Configure data types

Overview

Certain Data Management tools (such as Flat File Input, CSV Input, and Calculate) require that you define data types. You select the type from a list and specify details specific to the chosen field type as well as an optional Format string, which controls the formatting and scanning of data to and from text.

Format strings

Format strings are used to control the formatting and scanning of data to and from text. For formatting, they precisely specify the output format of a datum including any non-data formatting characters. In scanning, the format is interpreted more loosely, generally controlling the order in which components of data are scanned, and skipping over non-data characters.
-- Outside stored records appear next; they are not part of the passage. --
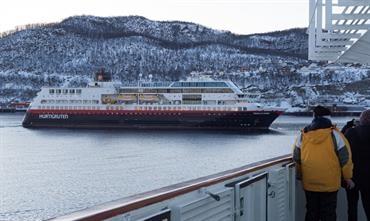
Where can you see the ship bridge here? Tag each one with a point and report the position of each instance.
(339, 31)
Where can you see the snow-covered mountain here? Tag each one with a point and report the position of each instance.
(272, 65)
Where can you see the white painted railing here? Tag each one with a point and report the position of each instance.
(263, 191)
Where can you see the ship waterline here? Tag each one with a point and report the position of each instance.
(150, 119)
(106, 104)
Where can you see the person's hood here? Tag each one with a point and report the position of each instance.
(318, 136)
(319, 123)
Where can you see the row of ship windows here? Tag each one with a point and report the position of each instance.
(69, 101)
(65, 91)
(164, 90)
(143, 108)
(70, 107)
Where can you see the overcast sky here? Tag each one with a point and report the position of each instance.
(237, 16)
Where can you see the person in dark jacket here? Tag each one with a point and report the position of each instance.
(359, 139)
(322, 155)
(353, 194)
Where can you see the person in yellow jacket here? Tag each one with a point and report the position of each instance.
(323, 156)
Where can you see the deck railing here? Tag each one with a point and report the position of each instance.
(265, 190)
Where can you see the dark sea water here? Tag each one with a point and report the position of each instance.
(50, 172)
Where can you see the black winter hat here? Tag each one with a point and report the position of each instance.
(365, 117)
(320, 111)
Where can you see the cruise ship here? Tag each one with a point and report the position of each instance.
(183, 104)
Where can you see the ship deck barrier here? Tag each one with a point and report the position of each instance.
(265, 190)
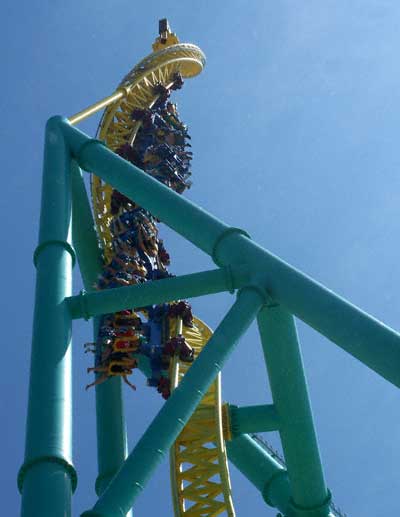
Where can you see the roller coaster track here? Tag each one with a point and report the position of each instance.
(199, 468)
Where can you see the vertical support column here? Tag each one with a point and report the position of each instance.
(110, 421)
(173, 416)
(310, 496)
(47, 477)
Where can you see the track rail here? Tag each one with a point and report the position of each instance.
(199, 468)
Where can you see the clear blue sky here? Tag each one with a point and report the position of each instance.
(294, 126)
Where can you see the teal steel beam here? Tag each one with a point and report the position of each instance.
(362, 336)
(83, 231)
(166, 426)
(110, 420)
(47, 477)
(290, 396)
(253, 419)
(87, 305)
(265, 473)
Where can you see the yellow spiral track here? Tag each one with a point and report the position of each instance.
(199, 471)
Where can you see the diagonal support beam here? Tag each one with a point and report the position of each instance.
(362, 336)
(154, 292)
(151, 449)
(47, 477)
(290, 394)
(253, 419)
(253, 460)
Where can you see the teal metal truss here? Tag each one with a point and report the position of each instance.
(268, 289)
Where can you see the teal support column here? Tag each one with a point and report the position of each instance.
(166, 426)
(112, 446)
(266, 474)
(110, 421)
(359, 334)
(253, 419)
(47, 477)
(158, 291)
(290, 395)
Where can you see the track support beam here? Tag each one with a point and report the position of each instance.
(110, 420)
(47, 477)
(290, 395)
(253, 419)
(362, 336)
(155, 444)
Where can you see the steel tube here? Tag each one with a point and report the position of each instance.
(253, 419)
(94, 108)
(361, 335)
(158, 291)
(265, 473)
(290, 396)
(83, 233)
(358, 333)
(47, 477)
(162, 432)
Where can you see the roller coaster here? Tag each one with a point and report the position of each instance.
(140, 167)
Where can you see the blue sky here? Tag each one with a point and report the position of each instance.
(294, 126)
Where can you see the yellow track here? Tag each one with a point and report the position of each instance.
(117, 127)
(199, 470)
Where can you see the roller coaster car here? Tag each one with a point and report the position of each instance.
(178, 344)
(182, 309)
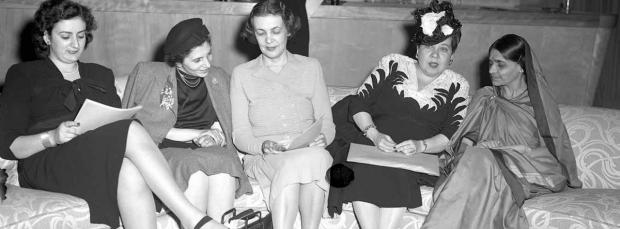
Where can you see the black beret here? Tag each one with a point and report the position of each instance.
(185, 35)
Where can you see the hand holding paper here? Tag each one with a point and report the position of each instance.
(93, 115)
(309, 136)
(419, 162)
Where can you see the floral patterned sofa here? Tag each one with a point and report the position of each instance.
(594, 133)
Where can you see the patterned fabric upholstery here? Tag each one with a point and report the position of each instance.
(576, 209)
(595, 136)
(28, 208)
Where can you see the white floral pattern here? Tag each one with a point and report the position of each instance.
(29, 208)
(594, 134)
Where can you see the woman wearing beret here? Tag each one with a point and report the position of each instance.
(116, 168)
(274, 98)
(406, 106)
(186, 110)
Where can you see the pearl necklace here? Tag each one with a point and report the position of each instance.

The format strings are bound to the data type. This means that the record schemas themselves contain all of the information necessary to format data into textual output files (CSV, Flat File, and XML). Some functions for formatting data values also specify format strings directly for the conversion. For example, the ScanDateTime and StrictScanDateTime functions use different sets of symbols and patterns to define format strings for DateTime values.

You can use Data Management's Data type dialog to define different format strings for converting to and from text. Select Formats to view format strings available for the selected Data type.

Format is used when converting to text. Scan is used when converting from text. If Scan is undefined, Format is used instead.

Flat format is used for formatting data being that is read from or written to flat files.

Configure Flat format options

The Flat format options are used when values are being read from or written to flat files. The format options are bound to specific data types. This means that the record schemas themselves contain all of the information necessary to format data into flat output files.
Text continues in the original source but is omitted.